Ora, neste contexto, Van Gaal voltava a dar a titularidade a Depay e colocava Klaassen e Gakpo também no ataque, deixando Berghuis e Bergwijn no banco. Já Berhalter, que tinha Pulisic recuperado depois de um susto no último jogo da fase de grupos, lançava o avançado do Chelsea e também Jesús Ferreira e Tim Weah na ausência de Josh Sargent, que se lesionou. Pulisic teve a primeira grande oportunidade do jogo, ao aparecer a rematar na cara de Noppert mas permitindo a defesa do guarda-redes do Heerenveen (3′), mas depressa a eficácia neerlandesa foi colocada em prática.

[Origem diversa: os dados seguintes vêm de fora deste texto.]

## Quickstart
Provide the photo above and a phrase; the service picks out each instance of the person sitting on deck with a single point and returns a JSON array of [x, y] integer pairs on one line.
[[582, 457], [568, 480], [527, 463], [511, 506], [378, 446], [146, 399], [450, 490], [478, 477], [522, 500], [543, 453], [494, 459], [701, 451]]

Na conclusão de uma grande jogada de transição ofensiva, com Dumfries a receber no corredor direito para depois cruzar atrasado para a grande área, Depay apareceu sem oposição a rematar de primeira para abrir o marcador (10′). Os Estados Unidos procuraram reagir à desvantagem ao longo de toda a primeira parte, com Weah a ter a melhor ocasião com um pontapé forte de fora de área que Noppert afastou (43′), mas a frieza dos Países Baixos regressou já nos descontos. Dumfries voltou a desequilibrar na direita, voltou a cruzar rasteiro e atrasado e Blind, também de primeira, atirou para aumentar a vantagem (45+1′) e colocar os neerlandeses a vencer confortavelmente ao intervalo.

Van Gaal lançou Bergwijn e Koopmeiners ao intervalo, Berhalter apostou em Gio Reyna e o resultado — entre a insistência norte-americana e o calculismo neerlandês, que tinha como objetivo jogar no erro do adversário e aproveitar deslizes para soltar o contra-ataque — só voltou a alterar-se já no último quarto de hora. Os Estados Unidos reduziram por intermédio de Wright, que desviou um cruzamento de Pulisic (76′), e Dumfries acrescentou um golo às duas assistências para fechar as contas já perto do fim (81′).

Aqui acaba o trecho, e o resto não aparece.